You can find examples from the NIE Corpus of Spoken Singapore English
For comparison, we'll generate a US English sample using an online text-to-speech generator
# Try something from the NIE Corpus of Spoken Singapore English
# http://videoweb.nie.edu.sg/phonetic/niecsse/index.htm
transcription = 'the north wind and the sun were disputing which was the stronger when a traveler came along'
# Singaporean English
!curl -o singaporean.wav -L 'http://videoweb.nie.edu.sg/phonetic/niecsse/nws/nws-SE-f1.WAV'
# ==================================================================
# American English
# 1. Go to https://www.text2speech.org in your browser
# 2. Generate a speech sample using the transcription text above
# 3. Replace the link to the .wav
!curl -o american.wav -L 'PASTE_YOUR_LINK_HERE'
sample_rate1, audio1 = prepare_input('singaporean.wav')
sample_rate2, audio2 = prepare_input('american.wav')
visualize_input(sample_rate1, audio1, "Singaporean English")
visualize_input(sample_rate2, audio2, "American English")
# Constants
# These constants control the beam search decoder
# Beam width used in the CTC decoder when building candidate transcriptions
BEAM_WIDTH = 500
# The alpha hyperparameter of the CTC decoder. Language Model weight
LM_WEIGHT = 1.75
# The beta hyperparameter of the CTC decoder. Word insertion weight (penalty)
WORD_COUNT_WEIGHT = 1.00
# Valid word insertion weight. This is used to lessen the word insertion penalty
# when the inserted word is part of the vocabulary
VALID_WORD_COUNT_WEIGHT = 1.00
# These constants are tied to the shape of the graph used (changing them changes
# the geometry of the first layer), so make sure you use the same constants that
# were used during training
# Number of MFCC features to use
N_FEATURES = 26
# Size of the context window used for producing timesteps in the input vector
N_CONTEXT = 9
# Load the acoustic model
ds = Model(MODEL_GRAPH, N_FEATURES, N_CONTEXT, LM_ALPHABET, BEAM_WIDTH)
print('Loaded model')
# Load the language model
ds.enableDecoderWithLM(LM_ALPHABET, LANGUAGE_MODEL, LM_TRIE, LM_WEIGHT,
WORD_COUNT_WEIGHT, VALID_WORD_COUNT_WEIGHT)
print('Loaded language model')
# ==================================================================
# Exercise:
# Add code below to get the evaluation result for both audio samples
#
# Use ds.stt(), see an example at:
# https://github.com/mozilla/DeepSpeech/blob/master/native_client/python/client.py
result1 = '' # replace this with your code
result2 = '' # replace this with your code
print('Original:', transcription)
print('Singaporean:', result1)
print('American:', result2)
We'll compute the edit distance of the two text transcriptions (the actual vs. predicted) to determine how far apart they are.

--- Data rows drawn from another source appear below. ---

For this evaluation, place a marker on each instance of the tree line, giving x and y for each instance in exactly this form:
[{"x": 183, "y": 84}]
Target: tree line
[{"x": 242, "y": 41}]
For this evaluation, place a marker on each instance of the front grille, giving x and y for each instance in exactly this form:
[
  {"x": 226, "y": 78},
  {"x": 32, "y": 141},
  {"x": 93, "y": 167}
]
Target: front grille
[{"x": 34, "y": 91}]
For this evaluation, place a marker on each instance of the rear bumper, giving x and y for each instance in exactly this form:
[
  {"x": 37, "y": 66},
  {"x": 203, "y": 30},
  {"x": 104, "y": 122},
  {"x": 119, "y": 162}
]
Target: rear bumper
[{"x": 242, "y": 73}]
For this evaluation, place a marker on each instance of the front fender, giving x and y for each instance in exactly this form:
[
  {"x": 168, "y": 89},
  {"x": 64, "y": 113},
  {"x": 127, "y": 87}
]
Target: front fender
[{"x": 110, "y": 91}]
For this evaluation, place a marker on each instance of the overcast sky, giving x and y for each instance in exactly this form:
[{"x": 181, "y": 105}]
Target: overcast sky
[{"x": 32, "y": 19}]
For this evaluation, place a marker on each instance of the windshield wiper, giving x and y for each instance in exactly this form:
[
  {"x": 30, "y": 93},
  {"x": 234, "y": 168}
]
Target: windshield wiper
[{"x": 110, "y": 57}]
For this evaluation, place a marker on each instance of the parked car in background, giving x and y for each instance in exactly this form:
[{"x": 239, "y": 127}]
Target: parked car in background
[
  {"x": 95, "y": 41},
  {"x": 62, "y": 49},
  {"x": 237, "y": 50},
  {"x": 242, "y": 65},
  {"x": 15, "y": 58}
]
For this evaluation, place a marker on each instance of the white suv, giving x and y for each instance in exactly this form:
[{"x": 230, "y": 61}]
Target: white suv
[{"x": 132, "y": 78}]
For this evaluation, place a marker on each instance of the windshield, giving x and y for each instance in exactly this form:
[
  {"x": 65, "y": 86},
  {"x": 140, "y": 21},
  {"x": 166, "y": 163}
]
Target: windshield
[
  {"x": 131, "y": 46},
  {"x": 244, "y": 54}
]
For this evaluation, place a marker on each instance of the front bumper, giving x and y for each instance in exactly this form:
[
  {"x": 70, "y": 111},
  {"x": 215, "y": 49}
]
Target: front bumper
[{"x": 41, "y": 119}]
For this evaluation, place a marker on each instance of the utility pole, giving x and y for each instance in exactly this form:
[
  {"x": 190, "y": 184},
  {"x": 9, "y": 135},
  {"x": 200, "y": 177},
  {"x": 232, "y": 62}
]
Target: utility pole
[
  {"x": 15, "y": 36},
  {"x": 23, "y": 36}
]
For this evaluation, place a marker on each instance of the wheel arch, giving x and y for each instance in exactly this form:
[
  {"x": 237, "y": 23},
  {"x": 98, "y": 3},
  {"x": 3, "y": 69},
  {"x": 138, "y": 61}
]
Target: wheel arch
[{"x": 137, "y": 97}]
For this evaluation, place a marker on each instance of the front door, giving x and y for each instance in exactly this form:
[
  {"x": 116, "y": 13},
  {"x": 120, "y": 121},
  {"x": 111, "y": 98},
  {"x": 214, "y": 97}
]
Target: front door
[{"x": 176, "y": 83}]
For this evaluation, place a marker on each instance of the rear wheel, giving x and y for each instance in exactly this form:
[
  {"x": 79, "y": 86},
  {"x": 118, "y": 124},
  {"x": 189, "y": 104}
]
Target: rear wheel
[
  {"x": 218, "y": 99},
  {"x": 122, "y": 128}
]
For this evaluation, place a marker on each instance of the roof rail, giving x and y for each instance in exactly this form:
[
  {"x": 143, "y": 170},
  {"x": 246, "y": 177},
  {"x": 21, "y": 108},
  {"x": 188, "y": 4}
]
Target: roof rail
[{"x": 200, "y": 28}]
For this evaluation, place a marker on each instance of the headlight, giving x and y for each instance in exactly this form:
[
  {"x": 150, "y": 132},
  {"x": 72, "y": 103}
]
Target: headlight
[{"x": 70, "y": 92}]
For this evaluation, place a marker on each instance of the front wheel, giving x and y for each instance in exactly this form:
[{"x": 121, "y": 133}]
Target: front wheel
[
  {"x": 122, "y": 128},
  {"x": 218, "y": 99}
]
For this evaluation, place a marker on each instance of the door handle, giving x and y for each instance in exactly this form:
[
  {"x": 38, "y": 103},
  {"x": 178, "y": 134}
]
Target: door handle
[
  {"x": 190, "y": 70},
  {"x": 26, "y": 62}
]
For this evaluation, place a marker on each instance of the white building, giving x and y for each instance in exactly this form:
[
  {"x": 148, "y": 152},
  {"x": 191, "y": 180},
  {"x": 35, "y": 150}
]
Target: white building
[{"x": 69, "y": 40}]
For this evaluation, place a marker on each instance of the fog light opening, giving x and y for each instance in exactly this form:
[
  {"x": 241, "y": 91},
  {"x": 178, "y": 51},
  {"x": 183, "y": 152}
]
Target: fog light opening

Refer to http://www.nltk.org/howto/metrics.html for the available metrics, and complete the code below.
def evaluate_metrics(truth, prediction):
"""Returns a metric indicating how good the prediction is
This should be the word error rate.
Args:
prediction: the prediction
truth: the correct value
"""
# ==================================================================
# Complete the code below, using nltk.metrics.edit_distance
pass
print('Singaporean:', evaluate_metrics(transcription, result1))
print('American:', evaluate_metrics(transcription, result2))
conda create --name deepspeech-train
source activate deepspeech-train
conda install pip
git clone https://github.com/mozilla/DeepSpeech.git
cd DeepSpeech
pip install -r requirements.txt
python util/taskcluster.py --target .
# Install libdeepspeech.so, otherwise training scripts will emit warning about it
pip install deepspeech
## hack to get the provided training scripts to work
cd native_client
ln -s libctc_decoder_with_kenlm.so .
cd ..
pip uninstall tensorflow --user
pip install 'tensorflow-gpu==1.6.0' --user
First, we'll validate our setup by overfitting a small dataset. We'll use the toy LDC93S1 dataset, which contains just 1 utterance.
Open bin/run-ldc93s1.sh
in an editor and inspect it. It contains two parts:
Deepspeech.py
We'll use this script as a reference for setting up DeepSpeech training for other datasets.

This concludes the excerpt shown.